|Little Katy in the handmade tub in our basement apt. on Nebraska st.|
For a small town we moved around alot. Year one we lived in a trailer on Iowa street where our cat, Frisky, survived twenty minutes in the dryer. Year two we had the opportunity to move into Kathryn Waters' home on Nebraska street, same longitude just one street south. Our third year we moved to the basement of Larkin's home, which sat right in between the two previous homes. Ironically, we loved our basement home best of all because it was naturally warm in the winter and cool in the summer. The sun was just enough to let us know there was light for all, and besides we were rarely there during the day.
Luckily for us, we never moved far from Cecil Scrones' garden. So every summer we had fresh tomatoes, squash, peppers, and onions. I learned a lot about fresh garden cooking from Cecil and Arlene. Now our Kansas soil grows delicious tomatoes, but I don't begin to till a garden plot like Cecil. Hats off to you Cecil, and to all of those other wonderful folks who helped to raise Katy and me while we lived in Greensburg, Kansas.

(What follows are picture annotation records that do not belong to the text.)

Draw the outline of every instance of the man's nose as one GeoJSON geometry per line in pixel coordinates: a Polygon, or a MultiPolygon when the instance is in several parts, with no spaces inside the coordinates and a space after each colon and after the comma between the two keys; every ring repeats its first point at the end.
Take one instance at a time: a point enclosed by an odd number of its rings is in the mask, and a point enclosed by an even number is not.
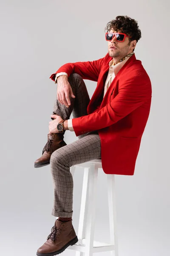
{"type": "Polygon", "coordinates": [[[110,42],[111,43],[116,43],[116,41],[115,39],[115,35],[113,35],[113,38],[112,39],[112,40],[111,40],[110,42]]]}

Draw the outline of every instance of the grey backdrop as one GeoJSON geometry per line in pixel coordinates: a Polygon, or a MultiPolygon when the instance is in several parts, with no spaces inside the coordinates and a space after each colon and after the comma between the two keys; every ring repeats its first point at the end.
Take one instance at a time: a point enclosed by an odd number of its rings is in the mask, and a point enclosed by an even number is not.
{"type": "MultiPolygon", "coordinates": [[[[169,2],[1,0],[0,7],[0,254],[36,255],[56,218],[50,166],[34,167],[47,141],[56,96],[49,76],[65,63],[104,57],[107,23],[127,15],[142,31],[135,52],[150,76],[153,96],[134,175],[116,177],[119,256],[168,256],[169,2]]],[[[85,81],[91,97],[96,83],[85,81]]],[[[68,143],[77,139],[69,131],[65,138],[68,143]]],[[[76,232],[83,174],[77,169],[74,178],[76,232]]],[[[106,242],[106,177],[100,169],[95,233],[95,240],[106,242]]],[[[62,254],[75,255],[68,250],[62,254]]]]}

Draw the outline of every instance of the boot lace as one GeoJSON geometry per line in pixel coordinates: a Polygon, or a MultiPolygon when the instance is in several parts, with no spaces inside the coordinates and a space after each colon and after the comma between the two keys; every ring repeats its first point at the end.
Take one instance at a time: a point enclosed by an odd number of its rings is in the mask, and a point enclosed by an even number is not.
{"type": "Polygon", "coordinates": [[[50,151],[50,153],[52,153],[51,146],[53,140],[52,139],[49,139],[48,141],[42,150],[42,154],[43,154],[45,151],[50,151]]]}
{"type": "Polygon", "coordinates": [[[60,230],[60,228],[56,227],[54,225],[51,228],[51,233],[48,236],[47,240],[51,239],[53,241],[54,241],[56,238],[56,236],[58,235],[60,230]]]}

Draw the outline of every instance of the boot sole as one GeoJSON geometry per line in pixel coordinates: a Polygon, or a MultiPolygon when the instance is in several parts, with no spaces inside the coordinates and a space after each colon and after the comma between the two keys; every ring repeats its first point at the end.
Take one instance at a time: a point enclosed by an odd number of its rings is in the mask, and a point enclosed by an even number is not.
{"type": "Polygon", "coordinates": [[[40,163],[34,163],[34,168],[38,168],[39,167],[42,167],[42,166],[45,166],[48,164],[50,164],[50,160],[45,161],[45,162],[41,162],[40,163]]]}
{"type": "MultiPolygon", "coordinates": [[[[62,147],[64,147],[64,146],[66,145],[67,144],[65,141],[64,141],[63,145],[62,145],[60,148],[62,147]]],[[[39,167],[42,167],[42,166],[45,166],[48,164],[50,164],[50,160],[48,160],[47,161],[44,161],[44,162],[40,162],[40,163],[34,163],[34,168],[39,168],[39,167]]]]}
{"type": "Polygon", "coordinates": [[[78,239],[77,238],[77,236],[76,236],[76,237],[65,244],[65,245],[63,246],[62,248],[61,248],[60,250],[57,251],[56,251],[55,252],[54,252],[51,253],[39,253],[37,252],[37,256],[54,256],[54,255],[57,255],[57,254],[59,254],[60,253],[62,253],[62,252],[64,251],[70,245],[73,245],[75,244],[76,244],[78,241],[78,239]]]}

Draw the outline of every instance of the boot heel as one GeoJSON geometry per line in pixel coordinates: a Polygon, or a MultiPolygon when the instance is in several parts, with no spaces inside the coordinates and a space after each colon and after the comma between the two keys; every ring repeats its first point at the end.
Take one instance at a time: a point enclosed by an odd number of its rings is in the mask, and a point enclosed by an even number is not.
{"type": "Polygon", "coordinates": [[[79,241],[79,239],[77,238],[77,236],[76,236],[75,238],[71,241],[71,245],[73,245],[75,244],[76,244],[79,241]]]}

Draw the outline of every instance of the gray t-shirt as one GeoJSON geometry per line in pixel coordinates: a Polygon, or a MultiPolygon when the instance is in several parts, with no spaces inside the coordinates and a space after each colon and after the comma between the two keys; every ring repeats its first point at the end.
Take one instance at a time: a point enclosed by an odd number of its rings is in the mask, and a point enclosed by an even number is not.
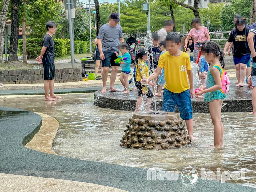
{"type": "Polygon", "coordinates": [[[119,51],[119,38],[123,38],[122,28],[119,25],[112,27],[106,23],[100,28],[98,38],[102,39],[103,51],[119,51]]]}

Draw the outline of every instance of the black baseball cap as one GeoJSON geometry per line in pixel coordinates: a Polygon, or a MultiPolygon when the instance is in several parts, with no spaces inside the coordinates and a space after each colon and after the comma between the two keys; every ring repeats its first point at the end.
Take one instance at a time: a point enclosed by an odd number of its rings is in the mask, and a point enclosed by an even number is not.
{"type": "Polygon", "coordinates": [[[117,13],[111,13],[110,16],[109,16],[109,18],[111,19],[114,19],[115,21],[116,22],[118,21],[121,21],[119,18],[119,15],[117,13]]]}

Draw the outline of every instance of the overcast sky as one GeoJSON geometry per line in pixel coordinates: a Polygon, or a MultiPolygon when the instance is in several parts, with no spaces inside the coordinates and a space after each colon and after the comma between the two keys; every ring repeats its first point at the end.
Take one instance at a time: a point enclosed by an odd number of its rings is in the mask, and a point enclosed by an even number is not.
{"type": "MultiPolygon", "coordinates": [[[[106,2],[113,3],[117,2],[117,0],[98,0],[98,1],[100,3],[106,2]]],[[[87,4],[89,3],[89,1],[88,1],[88,0],[81,0],[81,1],[83,3],[85,3],[87,4]]],[[[121,2],[123,1],[123,0],[121,0],[120,1],[121,2]]],[[[93,0],[91,0],[91,3],[94,4],[94,2],[93,2],[93,0]]]]}

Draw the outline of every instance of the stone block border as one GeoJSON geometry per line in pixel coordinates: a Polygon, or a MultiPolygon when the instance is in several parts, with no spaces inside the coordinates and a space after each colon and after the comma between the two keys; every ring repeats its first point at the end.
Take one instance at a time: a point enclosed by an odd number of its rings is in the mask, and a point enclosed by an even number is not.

That summer after the devasting tornado my husband and I drove around Greensburg. Like so many other stories I struggled to find my three homes and school where I taught. My landmarks were gone. When we finally found our two streets my little basement was covered over with dirt, no homes, no garden, but a few trees remained. I've often wonder if the backyard daisies in Kathryn's home grew back. What must that look like to see those spring iris, peonies, lilac bushes, and daisies grow where no homes stand? I miss those days when a bicycle ride around town was just that, where a hand dug well brought tourists to town, where a giant swimming pool brought families together for hot summer days, where a drugstore still administered ice cream sundies, cherry lime squeezes, cherry chocolate Dr. Pepper, and smiling faces.